Generico fa risparmiare ma Regioni e cittadini ancora non apprezzano
13/10/2016 00:10:18
Le Regioni continuano a lamentarsi dell’ingovernabilità della spesa farmaceutica ma poi, alla prova dei fatti, non sfruttano a fondo le leve che potrebbero accrescerne la sostenibilità. A partire dai farmaci generici, che assorbono meno di un quarto della spesa sostenuta da Asl e ospedali per i “senza brevetto”, anche se in volumi pesano per più di un terzo.
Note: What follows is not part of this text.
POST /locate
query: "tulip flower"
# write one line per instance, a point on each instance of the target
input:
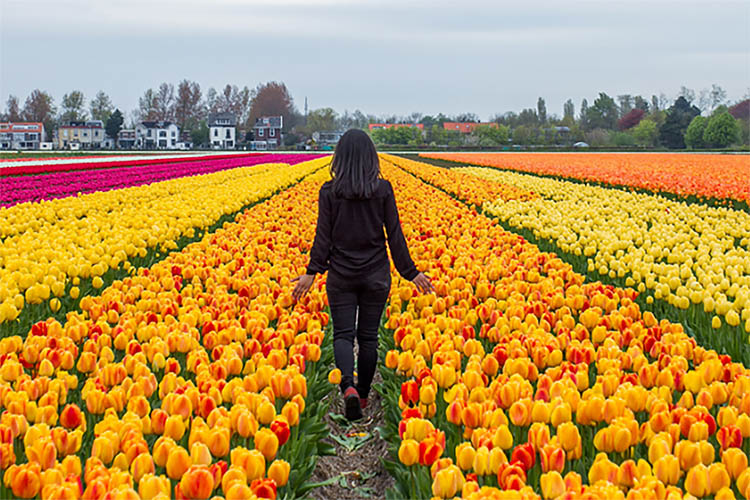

Il diverso rapporto si spiega con «un prezzo unitario medio che nei farmaci generici è inferiore rispetto agli altri farmaci a brevetto scaduto», di conseguenza i risparmi sarebbero maggiori se negli acquisti di equivalenti si accrescesse la quota di “unbranded”.
E’ una delle considerazioni cui invitano i dati diffusi da Assogenerici nel corso dell’Assemblea pubblica organizzata ieri a Roma per fare il punto sulle prospettive del comparto. «Dal 2000 a oggi» ha ricordato nel suo intervento di apertura il presidente di Assogenerici, Enrique Hausermann «farmaci equivalenti e biosimilari hanno assicurato alla spesa farmaceutica risparmi per 4 miliardi di euro». Grazie a tali economie, il Ssn ha potuto così erogare cure a una platea più ampia di pazienti. «A titolo di esempio» ha continuato Hausermann «grazie all’immissione sul mercato del Filgrastim biosimilare, il numero di pazienti ammesso al trattamento oncologico è aumentato, dal 2006 al 2015, del 53%. E in un solo anno, l'Infliximab biosimilare ha consentito di curare il 10% di malati in più».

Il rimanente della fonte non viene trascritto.